Objective - investigate a widely used 3rd party benchmark for measuring memory bandwidth

Stream is a widely used memory bandwidth test. Go to the source code directory at the Stream web site and download the follow file:

   stream.c
  1. Read the header to the stream.c and try compiling the code accordingly. Now run the code on xe and partch, and complete the following table. What compiler options did you use on both machines?

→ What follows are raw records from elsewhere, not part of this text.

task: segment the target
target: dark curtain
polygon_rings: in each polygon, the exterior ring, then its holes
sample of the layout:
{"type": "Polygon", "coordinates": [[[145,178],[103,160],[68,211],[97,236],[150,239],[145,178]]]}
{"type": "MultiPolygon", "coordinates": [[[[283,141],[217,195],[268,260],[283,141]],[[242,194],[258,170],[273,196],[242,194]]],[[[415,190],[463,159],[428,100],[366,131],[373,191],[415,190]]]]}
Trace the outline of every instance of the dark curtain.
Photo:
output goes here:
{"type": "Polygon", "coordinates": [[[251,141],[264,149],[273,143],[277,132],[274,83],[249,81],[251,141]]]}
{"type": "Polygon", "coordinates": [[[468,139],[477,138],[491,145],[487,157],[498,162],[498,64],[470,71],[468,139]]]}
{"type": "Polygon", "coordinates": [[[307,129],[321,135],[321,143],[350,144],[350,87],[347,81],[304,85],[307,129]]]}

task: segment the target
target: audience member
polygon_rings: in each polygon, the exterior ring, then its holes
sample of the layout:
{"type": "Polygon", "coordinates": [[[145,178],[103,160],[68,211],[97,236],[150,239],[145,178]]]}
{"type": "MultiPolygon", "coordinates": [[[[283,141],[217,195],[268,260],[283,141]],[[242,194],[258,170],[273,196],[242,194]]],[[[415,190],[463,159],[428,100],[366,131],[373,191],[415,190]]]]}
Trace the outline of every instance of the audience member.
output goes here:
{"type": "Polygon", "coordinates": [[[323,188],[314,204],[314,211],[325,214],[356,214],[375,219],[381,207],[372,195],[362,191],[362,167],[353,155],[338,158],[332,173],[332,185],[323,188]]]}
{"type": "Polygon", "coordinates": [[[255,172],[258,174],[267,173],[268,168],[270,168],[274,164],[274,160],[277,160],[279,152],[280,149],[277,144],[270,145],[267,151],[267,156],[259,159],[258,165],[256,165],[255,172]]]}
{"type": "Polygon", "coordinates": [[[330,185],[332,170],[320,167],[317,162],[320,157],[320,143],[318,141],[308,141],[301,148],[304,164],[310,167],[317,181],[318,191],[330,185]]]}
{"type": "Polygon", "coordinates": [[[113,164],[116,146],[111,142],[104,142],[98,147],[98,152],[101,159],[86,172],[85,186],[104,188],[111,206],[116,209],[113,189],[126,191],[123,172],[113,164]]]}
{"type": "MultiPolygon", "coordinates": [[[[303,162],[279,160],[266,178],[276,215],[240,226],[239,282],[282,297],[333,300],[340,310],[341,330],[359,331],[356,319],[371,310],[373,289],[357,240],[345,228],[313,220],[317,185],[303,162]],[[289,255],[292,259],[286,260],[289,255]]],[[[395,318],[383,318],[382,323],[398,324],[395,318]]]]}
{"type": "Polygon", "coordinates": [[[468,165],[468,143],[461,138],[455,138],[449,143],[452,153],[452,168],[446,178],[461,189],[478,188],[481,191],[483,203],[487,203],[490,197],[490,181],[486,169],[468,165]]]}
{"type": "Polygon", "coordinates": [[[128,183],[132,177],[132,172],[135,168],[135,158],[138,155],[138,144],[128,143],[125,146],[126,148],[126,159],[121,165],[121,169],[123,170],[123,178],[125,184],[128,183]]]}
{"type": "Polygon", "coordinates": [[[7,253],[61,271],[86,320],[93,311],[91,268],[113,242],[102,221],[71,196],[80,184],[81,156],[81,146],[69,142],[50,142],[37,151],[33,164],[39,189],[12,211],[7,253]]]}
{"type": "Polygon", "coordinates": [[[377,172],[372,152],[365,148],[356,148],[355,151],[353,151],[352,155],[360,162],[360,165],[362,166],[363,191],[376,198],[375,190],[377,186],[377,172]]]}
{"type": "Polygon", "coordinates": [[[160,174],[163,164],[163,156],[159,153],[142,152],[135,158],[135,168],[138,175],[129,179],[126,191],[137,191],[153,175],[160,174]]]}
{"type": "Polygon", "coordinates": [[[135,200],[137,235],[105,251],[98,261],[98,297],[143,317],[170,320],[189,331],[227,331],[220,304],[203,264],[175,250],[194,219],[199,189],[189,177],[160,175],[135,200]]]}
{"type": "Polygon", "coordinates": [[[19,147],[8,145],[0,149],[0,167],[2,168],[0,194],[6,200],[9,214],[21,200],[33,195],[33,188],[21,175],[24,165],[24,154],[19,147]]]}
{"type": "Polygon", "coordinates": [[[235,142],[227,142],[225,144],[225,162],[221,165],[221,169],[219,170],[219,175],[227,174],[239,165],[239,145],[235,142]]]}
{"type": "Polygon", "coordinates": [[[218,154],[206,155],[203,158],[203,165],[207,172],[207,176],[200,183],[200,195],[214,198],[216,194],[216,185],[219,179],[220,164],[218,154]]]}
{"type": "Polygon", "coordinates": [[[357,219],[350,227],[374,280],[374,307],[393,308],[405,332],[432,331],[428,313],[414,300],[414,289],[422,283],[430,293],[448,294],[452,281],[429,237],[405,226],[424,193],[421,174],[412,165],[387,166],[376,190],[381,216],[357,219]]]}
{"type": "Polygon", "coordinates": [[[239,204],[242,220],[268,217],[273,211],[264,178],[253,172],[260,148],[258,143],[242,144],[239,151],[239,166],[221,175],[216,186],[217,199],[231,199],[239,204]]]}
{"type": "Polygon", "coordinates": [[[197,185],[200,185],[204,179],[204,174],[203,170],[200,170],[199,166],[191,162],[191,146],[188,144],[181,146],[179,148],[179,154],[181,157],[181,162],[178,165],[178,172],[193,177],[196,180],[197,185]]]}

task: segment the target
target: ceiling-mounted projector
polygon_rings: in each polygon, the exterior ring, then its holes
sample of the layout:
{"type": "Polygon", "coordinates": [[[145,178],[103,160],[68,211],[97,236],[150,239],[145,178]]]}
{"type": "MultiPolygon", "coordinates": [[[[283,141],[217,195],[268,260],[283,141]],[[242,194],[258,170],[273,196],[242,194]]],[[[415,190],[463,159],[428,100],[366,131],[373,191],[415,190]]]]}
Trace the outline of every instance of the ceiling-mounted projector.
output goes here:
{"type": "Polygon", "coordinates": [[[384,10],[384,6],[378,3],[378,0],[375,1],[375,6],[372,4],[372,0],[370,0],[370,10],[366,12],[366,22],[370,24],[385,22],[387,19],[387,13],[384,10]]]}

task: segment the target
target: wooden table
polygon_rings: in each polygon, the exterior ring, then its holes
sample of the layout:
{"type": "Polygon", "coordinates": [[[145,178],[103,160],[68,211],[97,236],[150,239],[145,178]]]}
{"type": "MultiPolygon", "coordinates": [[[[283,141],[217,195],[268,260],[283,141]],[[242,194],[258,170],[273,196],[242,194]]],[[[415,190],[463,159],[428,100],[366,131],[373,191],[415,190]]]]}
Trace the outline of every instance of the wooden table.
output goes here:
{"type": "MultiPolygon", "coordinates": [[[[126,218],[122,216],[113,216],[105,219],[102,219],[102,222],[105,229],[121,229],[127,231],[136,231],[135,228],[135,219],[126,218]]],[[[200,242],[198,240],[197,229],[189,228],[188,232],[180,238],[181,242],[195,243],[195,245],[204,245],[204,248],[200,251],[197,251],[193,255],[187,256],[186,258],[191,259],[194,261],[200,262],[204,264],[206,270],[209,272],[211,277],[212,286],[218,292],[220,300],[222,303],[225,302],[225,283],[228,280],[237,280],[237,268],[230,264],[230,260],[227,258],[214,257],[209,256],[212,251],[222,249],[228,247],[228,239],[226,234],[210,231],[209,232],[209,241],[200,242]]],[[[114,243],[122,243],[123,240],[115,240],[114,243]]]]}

                              MACHINE 1 - xe.nci.org.au
        -------------------------------------------------------------
        Function      Rate (MB/s)   RMS time     Min time     Max time
        Copy:      
        Scale:     
        Add:       
        Triad:     
                              MACHINE 2 - partch
        -------------------------------------------------------------
        Function      Rate (MB/s)   RMS time     Min time     Max time
        Copy:      
        Scale:     
        Add:       
        Triad:     
    
  2. The Copy operation corresponds to:
           for (i = 0; i < LENGTH; i++) a[i] = b[i];
        
    write similar expressions for Scale, Add and Triad
  3. Given you knowledge of computer hardware would you expect Stream to report any difference in the MB/s rate for each of the above operations (Copy, Scale, Add, Triad)? Provide justification for you answer.